Toutefois, Harbert, Pencroff et le
reporter s’occupèrent
d’établir des trappes sur le plateau de Grande-vue et aux
abords de la
forêt. Suivant l’opinion du marin, tout
animal,
quel qu’il fût, serait de bonne prise, et rongeurs ou
carnassiers qui étrenneraient les nouveaux pièges
seraient bien reçus à Granite-House.
Ces trappes furent, d’ailleurs,
extrêmement
simples : des fosses creusées dans le sol,
au-dessus un plafonnage de branches et d’herbes, qui en dissimulait
l’orifice, au fond quelque appât dont l’odeur pouvait attirer
les
animaux, et ce fut tout. Il faut dire aussi qu’elles n’avaient
point été creusées au hasard, mais
à certains endroits où des empreintes plus
nombreuses indiquaient de fréquentes passées de
quadrupèdes. Tous les
jours, elles étaient
visitées, et, à trois reprises, pendant les
premiers
jours, on y trouva des échantillons de ces culpeux
qui avaient été vus déjà
sur la rive droite de la
Mercy.
« Ah
çà ! il n’y a
donc que des renards dans ce pays-ci ! s’écria
Pencroff, la troisième fois qu’il retira un de ces animaux
de la fosse où il se tenait fort penaud. Des bêtes
qui ne sont bonnes à rien !
Mais si, dit
Gédéon Spilett. Elles sont bonnes
à quelque chose !
Et à quoi donc ?
A faire des
appâts pour en attirer
d’autres ! »
Le reporter avait raison, et les
trappes furent dès lors
amorcées avec ces cadavres de renards.
Le marin avait également
fabriqué des collets en
employant les fibres du curry-jonc, et les collets donnèrent
plus de profit que les trappes. Il était rare qu’un
jour se
passât sans que quelque lapin de la garenne se
laissât prendre. C’était toujours du lapin, mais
Nab savait varier ses sauces, et les convives ne songeaient pas
à se plaindre.
Cependant, une ou deux fois, dans la
seconde semaine d’août,
les trappes livrèrent aux chasseurs des
animaux autres que
des culpeux, et plus utiles. Ce furent quelques-uns de ces sangliers
qui avaient été déjà
signalés au nord du lac. Pencroff n’eut pas besoin de
demander si ces bêtes-là étaient
comestibles. Cela se voyait bien, à leur ressemblance avec
le cochon d’Amérique ou d’Europe.
« Mais ce ne sont point des cochons, lui dit
Harbert, je t’en préviens, Pencroff.
Mon garçon, répondit le marin, en se penchant
sur la trappe, et en retirant par le petit appendice qui lui servait de queue un de ces représentants de la famille des suilliens, laissez-moi croire que ce sont des cochons !
Et pourquoi ?
Parce que cela me fait plaisir !
Tu aimes donc bien le cochon, Pencroff ?
J’aime beaucoup le cochon, répondit le marin, surtout pour ses pieds, et s’il en avait huit au lieu de quatre, je l’aimerais deux fois davantage ! »
Quant aux
animaux en question, c’étaient des
pécaris appartenant à l’un des quatre genres que compte la famille, et ils étaient même de l’espèce des « tajassous », reconnaissables à leur
couleur foncée et dépourvus de ces longues canines qui arment la bouche de leurs congénères.
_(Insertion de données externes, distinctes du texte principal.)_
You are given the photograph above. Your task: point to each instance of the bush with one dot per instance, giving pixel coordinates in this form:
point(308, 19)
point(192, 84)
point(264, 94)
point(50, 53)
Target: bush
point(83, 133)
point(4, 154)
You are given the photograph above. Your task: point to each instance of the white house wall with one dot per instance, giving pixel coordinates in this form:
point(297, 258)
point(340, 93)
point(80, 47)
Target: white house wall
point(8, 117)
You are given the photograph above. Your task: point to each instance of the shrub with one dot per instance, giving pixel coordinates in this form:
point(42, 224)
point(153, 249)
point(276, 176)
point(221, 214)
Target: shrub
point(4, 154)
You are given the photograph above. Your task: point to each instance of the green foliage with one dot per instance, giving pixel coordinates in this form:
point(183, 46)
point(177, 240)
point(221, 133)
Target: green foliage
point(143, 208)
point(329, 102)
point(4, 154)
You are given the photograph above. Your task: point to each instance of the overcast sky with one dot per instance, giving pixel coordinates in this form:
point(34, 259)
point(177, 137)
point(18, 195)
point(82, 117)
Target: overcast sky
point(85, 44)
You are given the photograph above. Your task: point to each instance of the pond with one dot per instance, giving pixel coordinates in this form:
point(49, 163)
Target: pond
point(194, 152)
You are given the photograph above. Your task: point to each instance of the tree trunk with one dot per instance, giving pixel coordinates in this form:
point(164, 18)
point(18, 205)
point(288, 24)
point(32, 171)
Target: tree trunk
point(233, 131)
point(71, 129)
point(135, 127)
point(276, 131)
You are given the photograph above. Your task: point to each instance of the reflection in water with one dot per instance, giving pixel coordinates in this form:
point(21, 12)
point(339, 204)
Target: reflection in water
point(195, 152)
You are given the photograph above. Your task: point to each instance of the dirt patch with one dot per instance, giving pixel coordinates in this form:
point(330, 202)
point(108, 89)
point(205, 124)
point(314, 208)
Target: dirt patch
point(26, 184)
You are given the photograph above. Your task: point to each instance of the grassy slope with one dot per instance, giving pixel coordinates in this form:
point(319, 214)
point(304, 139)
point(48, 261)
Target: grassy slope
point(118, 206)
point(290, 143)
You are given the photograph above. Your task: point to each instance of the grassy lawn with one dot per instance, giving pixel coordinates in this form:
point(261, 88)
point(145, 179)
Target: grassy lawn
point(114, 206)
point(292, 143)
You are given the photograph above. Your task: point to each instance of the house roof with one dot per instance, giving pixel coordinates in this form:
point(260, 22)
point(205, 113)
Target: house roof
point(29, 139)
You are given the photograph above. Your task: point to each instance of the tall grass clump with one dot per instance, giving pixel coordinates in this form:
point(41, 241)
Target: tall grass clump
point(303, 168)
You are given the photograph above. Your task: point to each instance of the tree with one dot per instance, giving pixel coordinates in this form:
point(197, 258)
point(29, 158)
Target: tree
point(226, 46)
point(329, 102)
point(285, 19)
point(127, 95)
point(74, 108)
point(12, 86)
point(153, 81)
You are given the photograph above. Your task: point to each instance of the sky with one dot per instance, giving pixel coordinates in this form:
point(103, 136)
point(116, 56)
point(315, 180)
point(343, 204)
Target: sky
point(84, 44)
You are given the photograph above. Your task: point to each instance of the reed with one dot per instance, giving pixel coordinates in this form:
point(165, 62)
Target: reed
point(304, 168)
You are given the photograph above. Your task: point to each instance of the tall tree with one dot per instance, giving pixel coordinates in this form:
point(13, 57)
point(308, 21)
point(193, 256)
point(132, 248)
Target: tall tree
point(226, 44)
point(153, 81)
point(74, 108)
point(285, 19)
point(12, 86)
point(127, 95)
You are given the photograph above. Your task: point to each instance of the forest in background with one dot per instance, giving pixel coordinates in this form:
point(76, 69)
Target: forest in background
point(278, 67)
Ces pécaris vivent
ordinairement par troupes, et il était probable qu’ils abondaient dans les parties boisées de l’île. En tout cas, ils étaient mangeables de la tête aux pieds, et Pencroff ne leur en demandait pas plus.
Vers le 15 août,
l’état atmosphérique
se modifia subitement par une saute de vent dans le nord-ouest.
La température remonta de
quelques degrés, et les
vapeurs accumulées dans l’air ne tardèrent pas
à se résoudre en neige. Toute l’île se
couvrit d’une couche blanche, et se montra à ses habitants
sous un aspect nouveau. Cette neige tomba abondamment pendant plusieurs
jours, et son épaisseur atteignit bientôt deux
pieds.
Le vent fraîchit
bientôt avec une extrême
violence, et, du haut de Granite-House, on entendait la mer gronder sur
les récifs. A certains
angles, il se faisait de
rapides remous d’air, et la neige, s’y formant en hautes colonnes
tournantes, ressemblait à ces trombes liquides qui
pirouettent sur leur base, et que les bâtiments attaquent
à coups de canon.
Toutefois, l’ouragan, venant du
nord-ouest, prenait l’île
à revers, et l’orientation de Granite-House la
préservait d’un assaut direct. Mais, au milieu de ce
chasse-neige, aussi terrible que s’il se fût produit sur
quelque contrée polaire, ni Cyrus Smith, ni ses compagnons
ne purent, malgré leur
envie, s’aventurer au dehors, et ils
restèrent renfermés pendant cinq
jours, du 20 au
25 août. On entendait la tempête rugir dans les
bois du Jacamar, qui devaient en pâtir. Bien des arbres
seraient déracinés, sans doute, mais Pencroff
s’en consolait en songeant qu’il n’aurait pas la peine de les abattre.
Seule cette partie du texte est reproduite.